Chadchart Lists Four ‘Urgent’ Issues on First Day in Office

Bangkok’s new governor Chadchart Sittipunt identified four pressing issues that need to be addressed on his first day at the Bangkok Metropolitan Administration head office.

Introducing his team during his first press conference after taking office Wednesday, the former transport minister said he would give immediate priority to the capital’s four main issues: road users’ and pedestrians’ safety, flooding, street food vendors, and the Green Line concession.

Governor Chadchart also unveiled the four deputies and nine advisors that make up his team.

Jakkapan Phiewngam, deputy governor to former Bangkok Governor Pol Gen Aswin Kwanmuang, is the capital’s deputy responsible for the budget and finances.

The second deputy is Wisanu Subsompon, a former professor at Chulalongkorn University’s engineering faculty, in charge of civil works and infrastructure development.

Tavida Kamolvej, former dean at Thammasat University’s political science faculty, is the third deputy and will work in disaster prevention.

The fourth and last deputy is Sanon Wangsrangboon, a Satarana civil society’s founder. He will be in charge of community development, non-governmental organizations coordination, and the environment.

The nine advisers included Sena Development Plc managing director Kessara Thanyalakpark as the main strategist, former Bangkok Councilor Wilawan Thammachar as political coordinator, engineer Torsak Chotimongkol, and former permanent secretary for defense Gen Nipat Thonglek.

Mr. Chadchart also named former Susco Plc senior executive Pimuk Simaroj as his secretary.

Moreover, Bangkok’s new governor said he would hold talks with Krungthep Thanakom, the City Council’s business unit, to address issues related to the Green Line before meeting with the Interior Ministry.

Earlier, the ministry proposed to extend the Bangkok Mass Transportation System Plc (BTSC) concession for another 30 years after its expiration in 2019 in exchange for the Skytrain operator paying a 38 billion baht debt to Bangkok Metropolitan Administration (BMA).

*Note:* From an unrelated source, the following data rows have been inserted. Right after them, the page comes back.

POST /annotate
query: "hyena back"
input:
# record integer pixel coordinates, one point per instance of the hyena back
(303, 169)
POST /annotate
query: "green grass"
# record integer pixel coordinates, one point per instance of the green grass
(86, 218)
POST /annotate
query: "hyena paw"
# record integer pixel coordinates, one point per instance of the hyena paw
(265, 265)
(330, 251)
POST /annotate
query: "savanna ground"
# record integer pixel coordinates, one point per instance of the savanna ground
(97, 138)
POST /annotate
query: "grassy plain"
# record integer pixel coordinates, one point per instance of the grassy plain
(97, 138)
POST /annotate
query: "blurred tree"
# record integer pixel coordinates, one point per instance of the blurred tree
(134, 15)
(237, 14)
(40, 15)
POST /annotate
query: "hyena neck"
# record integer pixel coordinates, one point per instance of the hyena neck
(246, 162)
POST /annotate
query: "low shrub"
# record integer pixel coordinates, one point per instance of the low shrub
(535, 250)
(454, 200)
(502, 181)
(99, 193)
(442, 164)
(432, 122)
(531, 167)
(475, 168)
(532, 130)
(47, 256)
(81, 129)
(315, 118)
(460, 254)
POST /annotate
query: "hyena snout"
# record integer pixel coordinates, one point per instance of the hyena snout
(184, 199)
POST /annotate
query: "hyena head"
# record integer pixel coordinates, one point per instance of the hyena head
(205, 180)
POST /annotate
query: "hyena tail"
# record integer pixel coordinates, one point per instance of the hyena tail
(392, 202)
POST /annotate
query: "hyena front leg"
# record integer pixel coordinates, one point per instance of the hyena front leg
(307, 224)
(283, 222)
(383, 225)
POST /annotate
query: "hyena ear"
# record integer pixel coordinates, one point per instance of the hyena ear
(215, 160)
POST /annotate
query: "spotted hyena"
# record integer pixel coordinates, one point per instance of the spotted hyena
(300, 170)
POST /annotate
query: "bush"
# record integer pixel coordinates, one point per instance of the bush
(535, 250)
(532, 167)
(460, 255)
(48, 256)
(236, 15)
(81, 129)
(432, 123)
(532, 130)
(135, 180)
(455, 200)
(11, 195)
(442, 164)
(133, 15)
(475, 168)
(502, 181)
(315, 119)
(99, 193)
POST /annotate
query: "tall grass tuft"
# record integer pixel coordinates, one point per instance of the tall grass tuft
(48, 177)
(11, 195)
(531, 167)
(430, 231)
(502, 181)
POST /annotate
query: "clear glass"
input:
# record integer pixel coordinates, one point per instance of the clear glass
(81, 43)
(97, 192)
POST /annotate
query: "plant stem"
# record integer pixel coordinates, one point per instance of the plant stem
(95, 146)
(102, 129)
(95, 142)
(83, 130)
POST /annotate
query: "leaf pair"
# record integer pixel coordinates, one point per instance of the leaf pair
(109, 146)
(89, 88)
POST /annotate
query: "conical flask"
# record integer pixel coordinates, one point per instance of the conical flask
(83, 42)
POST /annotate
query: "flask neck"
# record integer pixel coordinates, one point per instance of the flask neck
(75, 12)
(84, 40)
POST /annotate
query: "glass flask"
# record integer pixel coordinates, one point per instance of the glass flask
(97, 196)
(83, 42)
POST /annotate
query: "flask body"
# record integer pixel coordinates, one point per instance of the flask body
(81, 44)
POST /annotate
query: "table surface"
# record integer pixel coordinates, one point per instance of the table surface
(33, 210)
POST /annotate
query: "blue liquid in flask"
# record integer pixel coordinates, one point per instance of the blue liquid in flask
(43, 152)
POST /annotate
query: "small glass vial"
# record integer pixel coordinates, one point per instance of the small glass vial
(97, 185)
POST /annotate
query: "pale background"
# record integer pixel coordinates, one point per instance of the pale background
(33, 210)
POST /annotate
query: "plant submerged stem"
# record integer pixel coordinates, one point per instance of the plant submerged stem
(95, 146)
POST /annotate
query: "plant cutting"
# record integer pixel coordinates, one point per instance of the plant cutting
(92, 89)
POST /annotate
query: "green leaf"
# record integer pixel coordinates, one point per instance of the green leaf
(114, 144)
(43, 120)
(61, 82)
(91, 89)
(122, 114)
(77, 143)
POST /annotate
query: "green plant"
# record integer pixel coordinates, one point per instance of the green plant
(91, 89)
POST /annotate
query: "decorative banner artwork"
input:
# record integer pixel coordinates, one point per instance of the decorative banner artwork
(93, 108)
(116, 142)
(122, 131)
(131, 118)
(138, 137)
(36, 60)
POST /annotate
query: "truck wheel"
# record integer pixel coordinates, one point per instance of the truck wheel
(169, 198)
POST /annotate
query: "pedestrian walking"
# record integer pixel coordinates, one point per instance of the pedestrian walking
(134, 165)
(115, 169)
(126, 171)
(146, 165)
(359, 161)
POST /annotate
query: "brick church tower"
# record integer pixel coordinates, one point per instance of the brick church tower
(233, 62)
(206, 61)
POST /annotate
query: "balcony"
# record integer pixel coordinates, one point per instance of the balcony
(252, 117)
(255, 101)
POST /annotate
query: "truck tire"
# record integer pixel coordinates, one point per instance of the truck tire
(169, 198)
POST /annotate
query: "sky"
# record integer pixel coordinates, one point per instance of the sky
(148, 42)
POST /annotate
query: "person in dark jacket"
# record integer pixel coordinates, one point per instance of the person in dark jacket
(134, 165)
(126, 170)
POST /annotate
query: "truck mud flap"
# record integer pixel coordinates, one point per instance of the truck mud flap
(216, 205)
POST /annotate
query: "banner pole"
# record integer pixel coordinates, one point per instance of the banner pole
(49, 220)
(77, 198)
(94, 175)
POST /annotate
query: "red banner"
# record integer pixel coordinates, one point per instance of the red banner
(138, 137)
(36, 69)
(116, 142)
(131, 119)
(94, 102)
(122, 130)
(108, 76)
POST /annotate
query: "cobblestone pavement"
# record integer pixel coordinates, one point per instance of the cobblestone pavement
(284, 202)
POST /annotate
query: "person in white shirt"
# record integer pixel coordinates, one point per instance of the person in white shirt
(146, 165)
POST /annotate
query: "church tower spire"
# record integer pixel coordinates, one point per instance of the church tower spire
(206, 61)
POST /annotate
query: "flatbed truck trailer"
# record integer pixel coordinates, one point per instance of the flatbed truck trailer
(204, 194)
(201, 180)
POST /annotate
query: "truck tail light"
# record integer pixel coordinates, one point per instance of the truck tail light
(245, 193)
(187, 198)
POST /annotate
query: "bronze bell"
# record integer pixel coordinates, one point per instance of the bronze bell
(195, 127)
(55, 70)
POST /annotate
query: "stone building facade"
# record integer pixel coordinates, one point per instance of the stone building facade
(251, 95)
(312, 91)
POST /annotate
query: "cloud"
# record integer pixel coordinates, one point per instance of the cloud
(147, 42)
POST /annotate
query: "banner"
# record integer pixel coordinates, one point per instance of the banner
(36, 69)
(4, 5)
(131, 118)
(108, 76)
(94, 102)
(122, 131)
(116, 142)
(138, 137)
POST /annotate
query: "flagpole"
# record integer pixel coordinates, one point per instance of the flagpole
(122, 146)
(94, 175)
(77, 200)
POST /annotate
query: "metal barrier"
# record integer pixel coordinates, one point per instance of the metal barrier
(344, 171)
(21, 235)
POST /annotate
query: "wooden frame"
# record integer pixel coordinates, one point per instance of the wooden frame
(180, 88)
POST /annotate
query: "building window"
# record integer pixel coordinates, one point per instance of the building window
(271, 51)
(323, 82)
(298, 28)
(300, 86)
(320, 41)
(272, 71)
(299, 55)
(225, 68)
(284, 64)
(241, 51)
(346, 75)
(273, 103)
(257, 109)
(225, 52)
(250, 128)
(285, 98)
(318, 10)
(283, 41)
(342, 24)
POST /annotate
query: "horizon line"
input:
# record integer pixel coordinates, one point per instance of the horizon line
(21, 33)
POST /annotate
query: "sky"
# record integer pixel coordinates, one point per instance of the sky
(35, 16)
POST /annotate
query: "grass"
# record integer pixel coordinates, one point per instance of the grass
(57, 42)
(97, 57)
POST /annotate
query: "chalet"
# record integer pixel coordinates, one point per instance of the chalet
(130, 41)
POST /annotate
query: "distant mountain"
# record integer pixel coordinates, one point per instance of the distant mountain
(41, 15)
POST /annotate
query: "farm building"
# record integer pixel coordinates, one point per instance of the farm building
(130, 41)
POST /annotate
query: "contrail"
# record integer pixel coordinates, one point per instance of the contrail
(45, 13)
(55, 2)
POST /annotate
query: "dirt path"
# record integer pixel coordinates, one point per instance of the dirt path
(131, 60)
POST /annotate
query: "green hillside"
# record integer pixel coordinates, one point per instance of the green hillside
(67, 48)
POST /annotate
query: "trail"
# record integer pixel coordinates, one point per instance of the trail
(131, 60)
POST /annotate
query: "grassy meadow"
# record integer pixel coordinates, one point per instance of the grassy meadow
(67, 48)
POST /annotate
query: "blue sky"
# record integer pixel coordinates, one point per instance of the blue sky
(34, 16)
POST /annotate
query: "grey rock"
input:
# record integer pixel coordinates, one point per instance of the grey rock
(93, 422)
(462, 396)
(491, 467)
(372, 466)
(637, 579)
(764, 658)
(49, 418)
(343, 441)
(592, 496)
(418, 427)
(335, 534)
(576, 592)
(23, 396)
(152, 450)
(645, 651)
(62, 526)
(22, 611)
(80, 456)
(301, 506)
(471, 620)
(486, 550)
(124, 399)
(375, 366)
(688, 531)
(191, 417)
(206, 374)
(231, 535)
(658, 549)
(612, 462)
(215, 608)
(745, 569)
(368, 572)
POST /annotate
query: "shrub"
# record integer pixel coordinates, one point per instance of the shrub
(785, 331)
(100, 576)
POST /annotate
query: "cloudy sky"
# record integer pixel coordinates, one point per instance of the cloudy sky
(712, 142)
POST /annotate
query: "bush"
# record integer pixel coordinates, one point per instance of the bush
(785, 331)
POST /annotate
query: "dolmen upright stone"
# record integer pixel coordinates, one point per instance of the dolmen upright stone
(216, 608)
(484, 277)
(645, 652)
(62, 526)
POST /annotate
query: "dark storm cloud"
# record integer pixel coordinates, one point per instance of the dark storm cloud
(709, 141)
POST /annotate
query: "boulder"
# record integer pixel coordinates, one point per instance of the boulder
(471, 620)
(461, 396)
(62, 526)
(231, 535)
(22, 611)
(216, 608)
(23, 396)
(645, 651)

However, the Transport Ministry opposed the move, leaving the proposal stalled.

Mr. Chadchart said he expected to find a solution to such negotiations’ deadlock but clarified that he would work to separate the debt problem from the concession issue.

Nevertheless, it is known that the capital’s new governor opposes the extension, as it could delay returning the Skytrain’s control to the BMA.